Trigeminal Neuralgia Flashcards
What is Trigeminal Neuralgia?
A sudden, usually unilateral severe brief stabbing recurrent episodes of pain in the distribution of one or more branches of the trigeminal nerve.
Describe the epidemiology of TN?
More common in women than men.
Usually in patients aged 60 and above- peak incidence is 50-80 years old.
More common in maxillary and mandibular branches than the ophthalmic.
Describe the classification of TN?
Idiopathic- no known cause
Classical- vascular compression of the trigeminal nerve. High resolution MRI is needed to confirm this.
Secondary- caused by something else that is not related to the trigeminal nerve. i.e. MS, space-occupying lesion.
What are the clinical features of TN?
Unilateral maxillary or mandibular division pain
Stabbing pain, leectric-shock pain.
Localised
5-10 second duration
Paroxysmal or with concomitant dull continuous pain between attacks
Remissions and relapses
Mask-like face
Triggers- touch, cold, wind, chewing, speaking, sometimes nothing.
No obvious precipitating pathology
What are the red flag signs of TN?
Younger patient- younger than 40 years old.
Sensory deficit in facial region0 hearing loss.
Other cranial nerve lesions.
If a patient presents with TN symptoms, what must you do?
Full history
Examine all cranial nerves.
Pain diary- determine when the pain is at it’s worst and this will help with medication dosages
Referral for MRI.
Describe the pathogenesis of TN?
Largely unknown.
Classical TN may be explained by
- Neuromuscular compression of trigeminal nerve root entry.
- Causes demyelination of nerve fibres, which start firing ectopically.
- Atrophy of/hypertrophy of peripheral axons and damage to Schwann cells causes further hyper excitability of nerves.
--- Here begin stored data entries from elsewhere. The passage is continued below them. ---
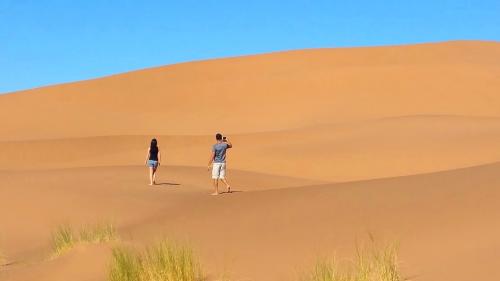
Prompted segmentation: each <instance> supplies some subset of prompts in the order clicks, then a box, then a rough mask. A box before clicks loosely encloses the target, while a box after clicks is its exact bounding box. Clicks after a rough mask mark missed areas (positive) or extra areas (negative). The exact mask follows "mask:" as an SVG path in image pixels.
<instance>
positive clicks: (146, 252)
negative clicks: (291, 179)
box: [109, 241, 204, 281]
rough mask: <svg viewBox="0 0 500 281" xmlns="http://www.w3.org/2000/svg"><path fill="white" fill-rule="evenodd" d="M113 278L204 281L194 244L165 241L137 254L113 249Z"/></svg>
mask: <svg viewBox="0 0 500 281" xmlns="http://www.w3.org/2000/svg"><path fill="white" fill-rule="evenodd" d="M109 280H110V281H201V280H204V278H203V274H202V270H201V267H200V264H199V262H198V260H197V258H196V257H195V255H194V253H193V251H192V250H191V248H189V247H188V246H186V245H182V244H178V243H174V242H171V241H162V242H160V243H158V244H157V245H155V246H153V247H150V248H148V249H146V250H145V251H144V252H143V253H139V254H135V253H134V252H132V251H131V250H123V249H119V248H118V249H114V250H113V256H112V261H111V265H110V270H109Z"/></svg>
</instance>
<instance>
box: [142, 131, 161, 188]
mask: <svg viewBox="0 0 500 281" xmlns="http://www.w3.org/2000/svg"><path fill="white" fill-rule="evenodd" d="M160 161H161V154H160V149H159V148H158V142H157V141H156V139H152V140H151V145H150V146H149V149H148V156H147V159H146V165H147V166H148V167H149V182H150V183H149V185H154V184H156V169H158V166H160Z"/></svg>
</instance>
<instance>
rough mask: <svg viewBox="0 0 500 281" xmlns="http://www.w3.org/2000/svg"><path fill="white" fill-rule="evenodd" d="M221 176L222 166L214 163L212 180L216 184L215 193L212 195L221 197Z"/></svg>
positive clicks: (212, 174) (212, 171)
mask: <svg viewBox="0 0 500 281" xmlns="http://www.w3.org/2000/svg"><path fill="white" fill-rule="evenodd" d="M219 175H220V165H219V164H217V163H214V164H213V166H212V179H213V184H214V193H212V195H219Z"/></svg>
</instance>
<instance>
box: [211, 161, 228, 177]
mask: <svg viewBox="0 0 500 281" xmlns="http://www.w3.org/2000/svg"><path fill="white" fill-rule="evenodd" d="M225 177H226V163H213V167H212V179H214V180H216V179H224V178H225Z"/></svg>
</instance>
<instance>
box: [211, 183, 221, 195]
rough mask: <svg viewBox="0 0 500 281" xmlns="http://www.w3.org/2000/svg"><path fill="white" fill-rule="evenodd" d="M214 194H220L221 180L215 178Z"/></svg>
mask: <svg viewBox="0 0 500 281" xmlns="http://www.w3.org/2000/svg"><path fill="white" fill-rule="evenodd" d="M212 195H219V180H218V179H214V193H212Z"/></svg>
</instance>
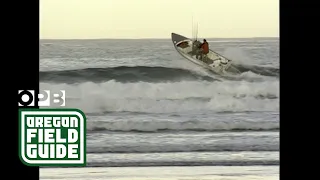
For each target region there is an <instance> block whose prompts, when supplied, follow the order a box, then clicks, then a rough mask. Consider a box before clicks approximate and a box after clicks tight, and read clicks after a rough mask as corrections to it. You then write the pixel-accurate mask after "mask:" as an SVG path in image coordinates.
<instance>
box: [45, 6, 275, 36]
mask: <svg viewBox="0 0 320 180" xmlns="http://www.w3.org/2000/svg"><path fill="white" fill-rule="evenodd" d="M192 17H193V18H192ZM192 19H193V21H194V24H196V23H198V36H199V37H206V38H209V37H218V38H225V37H226V38H228V37H278V36H279V0H40V38H41V39H92V38H94V39H95V38H170V36H171V32H175V33H178V34H182V35H185V36H188V37H192Z"/></svg>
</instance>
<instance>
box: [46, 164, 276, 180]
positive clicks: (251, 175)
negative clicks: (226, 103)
mask: <svg viewBox="0 0 320 180" xmlns="http://www.w3.org/2000/svg"><path fill="white" fill-rule="evenodd" d="M61 178H62V179H65V180H75V179H79V178H80V179H83V180H84V179H85V180H91V179H92V180H93V179H110V178H111V179H118V180H138V179H139V180H164V179H166V180H182V179H183V180H200V179H203V180H204V179H206V180H209V179H210V180H211V179H212V180H218V179H221V180H222V179H223V180H234V179H243V180H251V179H261V180H278V179H279V166H187V167H183V166H170V167H169V166H168V167H166V166H162V167H98V168H94V167H90V168H41V169H40V179H43V180H51V179H61Z"/></svg>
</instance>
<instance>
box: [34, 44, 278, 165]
mask: <svg viewBox="0 0 320 180" xmlns="http://www.w3.org/2000/svg"><path fill="white" fill-rule="evenodd" d="M209 44H210V48H211V49H213V50H215V51H217V52H218V53H220V54H223V55H224V56H226V57H227V58H229V59H232V60H233V62H234V64H235V67H236V68H237V69H239V70H240V71H241V74H240V75H239V76H233V77H221V76H218V75H216V74H213V73H212V72H209V71H207V70H204V69H202V68H200V67H197V66H196V65H194V64H193V63H191V62H189V61H187V60H185V59H184V58H183V57H181V56H180V55H179V54H178V53H177V52H176V51H175V49H174V47H173V45H172V42H171V40H170V39H163V40H41V41H40V89H49V90H66V96H67V100H66V106H67V107H70V108H80V109H81V110H83V111H84V112H85V114H86V116H87V161H88V167H127V166H130V167H137V166H146V167H151V166H248V167H249V166H278V165H279V129H280V127H279V39H275V38H270V39H269V38H261V39H259V38H252V39H209Z"/></svg>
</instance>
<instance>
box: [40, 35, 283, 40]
mask: <svg viewBox="0 0 320 180" xmlns="http://www.w3.org/2000/svg"><path fill="white" fill-rule="evenodd" d="M259 38H261V39H278V38H279V36H267V37H221V38H217V37H210V38H206V39H259ZM168 39H171V38H70V39H69V38H55V39H50V38H39V40H40V41H41V40H168ZM190 39H191V38H190ZM199 39H201V38H199Z"/></svg>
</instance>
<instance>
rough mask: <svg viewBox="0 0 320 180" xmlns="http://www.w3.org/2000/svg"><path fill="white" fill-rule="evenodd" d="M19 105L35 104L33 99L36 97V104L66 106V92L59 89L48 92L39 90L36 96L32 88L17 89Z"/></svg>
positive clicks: (49, 90)
mask: <svg viewBox="0 0 320 180" xmlns="http://www.w3.org/2000/svg"><path fill="white" fill-rule="evenodd" d="M18 96H19V97H18V105H19V106H35V101H36V100H37V99H38V106H39V107H43V106H51V105H58V106H66V102H65V100H66V92H65V91H64V90H60V91H58V92H54V93H52V92H50V90H40V93H39V94H38V97H36V96H35V92H34V90H19V92H18Z"/></svg>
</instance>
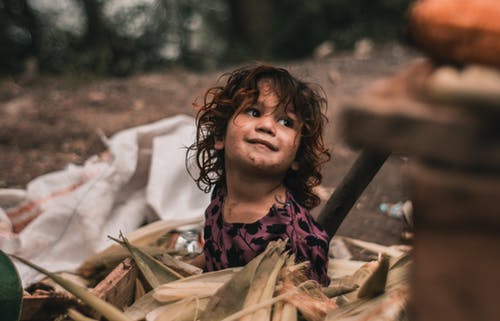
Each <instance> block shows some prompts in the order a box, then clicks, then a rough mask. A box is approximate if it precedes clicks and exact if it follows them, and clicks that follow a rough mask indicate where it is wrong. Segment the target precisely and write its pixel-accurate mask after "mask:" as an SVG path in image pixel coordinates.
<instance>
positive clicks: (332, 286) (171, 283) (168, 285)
mask: <svg viewBox="0 0 500 321" xmlns="http://www.w3.org/2000/svg"><path fill="white" fill-rule="evenodd" d="M345 240H346V241H348V242H350V243H351V244H355V245H358V246H366V247H367V248H368V250H369V251H372V252H379V255H378V259H376V260H373V261H371V262H360V261H351V260H342V259H338V260H337V259H333V260H331V262H330V266H329V270H332V269H333V274H332V275H333V276H332V278H331V279H332V282H331V284H330V286H329V287H327V288H325V287H321V286H320V285H319V284H318V283H317V282H315V281H312V280H308V279H307V277H306V276H305V268H306V264H307V263H301V264H296V263H295V262H294V257H293V255H290V254H289V253H288V252H287V251H285V244H286V242H285V241H277V242H272V243H270V244H269V245H268V247H267V249H266V251H265V252H263V253H262V254H260V255H259V256H258V257H256V258H255V259H254V260H252V261H251V262H249V263H248V264H247V265H246V266H244V267H240V268H231V269H225V270H221V271H216V272H208V273H200V271H199V269H197V268H195V267H193V266H190V265H189V264H186V263H184V262H182V261H180V260H177V259H175V258H173V257H172V256H170V255H169V254H167V253H161V254H159V255H158V252H159V251H158V247H156V248H155V247H154V246H153V247H151V246H149V247H146V246H143V245H145V244H146V243H149V245H151V244H152V242H151V235H149V236H148V237H146V238H144V235H142V236H141V237H131V238H129V239H127V238H125V237H123V236H120V239H115V241H117V243H119V244H120V245H122V246H123V249H126V250H127V251H128V254H129V255H130V256H131V257H132V258H133V260H134V261H135V263H136V265H137V267H138V269H139V270H140V276H139V277H138V278H137V280H136V286H135V297H136V300H135V302H134V303H133V304H132V305H131V306H129V307H127V308H126V309H125V311H121V310H120V309H118V308H117V307H114V306H112V305H111V304H109V303H107V302H105V301H103V300H101V299H99V298H97V297H96V296H95V295H93V294H91V293H90V292H89V291H88V290H87V289H86V288H85V287H79V286H77V285H75V284H73V283H71V282H69V281H67V280H64V279H62V278H61V277H60V276H58V275H56V274H53V273H51V272H48V271H45V270H43V269H41V268H39V267H36V266H34V265H33V264H31V263H29V262H26V261H24V260H22V259H19V258H17V259H19V260H21V261H23V262H24V263H25V264H28V265H30V266H32V267H33V268H35V269H38V270H39V271H41V272H42V273H45V274H47V275H48V276H49V277H50V278H52V279H53V280H55V281H56V282H58V283H60V285H61V286H62V287H64V288H65V289H66V290H68V291H69V292H71V293H73V294H74V295H75V296H77V297H78V298H79V299H80V300H82V301H83V302H84V303H85V304H87V305H88V306H90V307H92V308H93V309H94V310H95V311H97V312H98V314H99V315H101V316H103V317H104V318H106V319H107V320H109V321H117V320H120V321H122V320H128V321H130V320H147V321H153V320H154V321H167V320H189V321H191V320H203V321H205V320H224V321H230V320H271V321H279V320H312V321H318V320H406V319H407V305H408V301H409V284H408V272H409V271H408V270H409V267H410V264H411V259H410V255H409V254H408V253H407V252H405V251H400V250H398V249H394V248H391V247H382V246H378V245H375V244H368V243H363V242H361V243H363V244H360V241H357V240H352V239H348V238H345ZM132 243H133V244H134V245H132ZM153 243H155V244H158V242H157V240H156V241H155V242H153ZM139 245H141V246H139ZM124 255H125V252H123V251H118V250H117V248H114V249H113V250H112V251H110V250H108V251H104V253H101V255H100V256H99V259H97V258H93V259H91V260H89V261H88V262H87V263H86V264H84V265H83V266H82V269H81V272H82V271H87V273H89V271H91V270H93V269H94V270H95V266H96V262H100V264H101V265H102V264H103V262H104V263H105V264H111V265H112V263H111V262H115V263H114V264H116V262H120V261H121V260H122V259H123V258H124V257H125V256H124ZM105 257H107V259H105ZM92 262H93V263H92ZM101 268H102V266H101ZM68 316H69V317H70V318H72V319H74V320H77V321H78V320H87V321H88V320H94V319H91V318H89V317H87V316H84V315H83V314H82V313H81V312H79V311H77V310H74V309H69V310H68Z"/></svg>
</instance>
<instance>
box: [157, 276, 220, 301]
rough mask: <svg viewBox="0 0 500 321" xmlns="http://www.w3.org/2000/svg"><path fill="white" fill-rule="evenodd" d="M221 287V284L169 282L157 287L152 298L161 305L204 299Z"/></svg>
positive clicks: (192, 282)
mask: <svg viewBox="0 0 500 321" xmlns="http://www.w3.org/2000/svg"><path fill="white" fill-rule="evenodd" d="M223 285H224V283H223V282H200V281H193V282H170V283H165V284H162V285H160V286H159V287H157V288H156V289H155V290H154V294H153V298H154V299H155V300H156V301H159V302H163V303H169V302H173V301H178V300H182V299H187V298H206V297H210V296H212V295H214V293H215V292H216V291H217V290H218V289H219V288H220V287H221V286H223Z"/></svg>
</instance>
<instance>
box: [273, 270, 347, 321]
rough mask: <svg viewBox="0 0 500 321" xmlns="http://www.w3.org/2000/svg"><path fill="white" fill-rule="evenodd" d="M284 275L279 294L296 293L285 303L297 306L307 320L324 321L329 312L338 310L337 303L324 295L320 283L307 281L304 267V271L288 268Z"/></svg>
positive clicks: (309, 280)
mask: <svg viewBox="0 0 500 321" xmlns="http://www.w3.org/2000/svg"><path fill="white" fill-rule="evenodd" d="M292 267H293V266H292ZM283 274H284V276H283V279H282V282H281V283H280V286H279V293H280V294H285V293H294V294H293V295H291V296H288V297H287V298H286V299H285V301H286V302H287V303H289V304H292V305H293V306H295V307H296V308H297V310H298V311H300V313H301V315H302V316H303V317H304V318H305V319H306V320H308V321H320V320H323V319H324V317H325V316H326V314H327V313H328V312H329V311H331V310H332V309H336V308H337V305H336V303H335V301H333V300H330V299H329V298H328V297H327V296H326V295H325V294H324V293H323V290H322V288H321V285H320V284H319V283H318V282H316V281H312V280H308V279H307V277H306V274H305V270H304V266H302V269H289V267H286V268H285V269H284V273H283Z"/></svg>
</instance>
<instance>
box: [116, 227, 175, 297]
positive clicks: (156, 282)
mask: <svg viewBox="0 0 500 321" xmlns="http://www.w3.org/2000/svg"><path fill="white" fill-rule="evenodd" d="M121 238H122V240H118V239H114V238H112V239H113V240H114V241H116V242H118V243H119V244H120V245H122V246H123V247H125V248H126V249H127V250H128V251H129V252H130V255H131V256H132V258H133V259H134V261H135V263H136V264H137V267H138V268H139V270H140V271H141V273H142V275H143V276H144V278H145V279H146V282H147V283H148V285H149V286H150V287H151V288H153V289H154V288H156V287H158V286H159V285H161V284H163V283H168V282H171V281H175V280H178V279H181V278H183V276H182V275H180V274H179V273H177V272H175V271H174V270H172V269H171V268H169V267H167V266H166V265H164V264H163V263H161V262H160V261H158V260H157V259H155V258H154V257H152V256H151V255H149V254H147V253H146V252H143V251H141V249H139V248H138V247H135V246H133V245H132V244H130V243H129V241H128V240H127V239H126V238H125V237H124V236H121Z"/></svg>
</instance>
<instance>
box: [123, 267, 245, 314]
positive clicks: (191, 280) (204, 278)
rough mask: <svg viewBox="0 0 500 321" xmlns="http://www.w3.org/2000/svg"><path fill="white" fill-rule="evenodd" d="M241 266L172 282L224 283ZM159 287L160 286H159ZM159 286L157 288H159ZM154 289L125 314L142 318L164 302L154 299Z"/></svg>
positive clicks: (180, 282) (132, 307) (182, 282)
mask: <svg viewBox="0 0 500 321" xmlns="http://www.w3.org/2000/svg"><path fill="white" fill-rule="evenodd" d="M242 269H243V268H241V267H239V268H228V269H224V270H220V271H214V272H206V273H202V274H199V275H193V276H190V277H186V278H184V279H180V280H177V281H173V282H171V283H170V284H172V283H184V282H186V283H187V282H192V281H196V282H214V283H226V282H227V281H229V280H230V279H231V278H232V277H233V275H234V274H235V273H236V272H238V271H241V270H242ZM160 287H161V286H160ZM160 287H159V288H160ZM159 288H157V289H155V290H154V291H150V292H148V293H146V294H145V295H144V296H143V297H141V298H140V299H139V300H137V301H136V302H134V303H133V304H132V305H131V306H129V307H127V308H126V309H125V314H126V315H127V316H128V317H129V318H131V319H132V320H137V321H138V320H143V319H144V318H145V317H146V314H147V313H148V312H150V311H152V310H154V309H156V308H158V307H160V306H162V305H164V303H162V302H159V301H157V300H155V299H154V297H153V295H154V293H155V292H156V291H161V289H159Z"/></svg>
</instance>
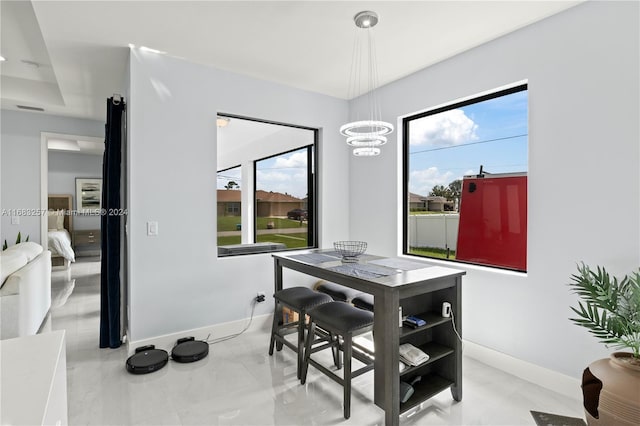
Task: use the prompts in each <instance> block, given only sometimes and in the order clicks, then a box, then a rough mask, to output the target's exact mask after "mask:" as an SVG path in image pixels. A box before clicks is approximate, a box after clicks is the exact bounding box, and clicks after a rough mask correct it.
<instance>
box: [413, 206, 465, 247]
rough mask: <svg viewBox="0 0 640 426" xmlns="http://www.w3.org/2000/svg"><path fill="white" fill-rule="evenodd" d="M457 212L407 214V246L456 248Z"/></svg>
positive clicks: (457, 225) (457, 237)
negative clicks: (415, 214) (408, 227)
mask: <svg viewBox="0 0 640 426" xmlns="http://www.w3.org/2000/svg"><path fill="white" fill-rule="evenodd" d="M459 223H460V215H459V214H457V213H456V214H423V215H411V216H409V247H437V248H442V249H447V248H448V249H450V250H455V249H456V243H457V241H458V224H459Z"/></svg>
Patients may have NVC but not have TN.
What diagnostic criteria is used to diagnose TN?
International Classification of Orofacial Pain.
What criteria does a patient need to meet in order to be diagnosed with TN?
Pain has all of the following characteristics-
- lasts from a fraction of a second to 2 seconds.
- Severe intensity
- Electric shock-like pain, shooting, stabbing or sharp in quality
- Precipitated by innocuous stimuli within the affected trigeminal distribution
- Not accounted for by another ICOP or ICHD-3 diagnosis.
What is the first line drug therapy for TN?
Carbamazepine- slow release tablets given to avoid fluctuations of serum concentration to reduce unwanted side effects.
Then oxcarbazepine then lamotrigine.
Second line
- Gabapentin
- Pregablain
- Phenytoin
- Baclofen
Describe the mode of action of Carbamazepine?
Sodium channel blockade- inhibition of voltage-gated sodium channels, reduces firing of nerve impulses, stabilising electrical activity in the brain and nerves.
What dosage of Carbamazepine is recommended for TN?
Initial dosage is 100-200mg 1-4 times a day.
This is gradually increased over a period of about one month.
- eventually achieve a therapeutic dosage, this is to reduce the chance of unwanted side effects.
Maximum dosage if 1600mg per day.
What are the potential side effects of Carbamazepine?
Blood dyscrasia- thrombocytopenia, neutropenia, pancytopenia.
Electrolyte imbalance- hyponatraemia
Neurological deficits- paraesthesia, vestibular problems
Liver toxicity
Skin reactions
What tests are required for someone that is taking Carbamazepine?
FBC, urea and electrolytes, LFT.
Blood pressure
Balance test
What is the mode of action of Oxcarbazepine?
Similar mode of action to carbamazepine- blocks VGSC.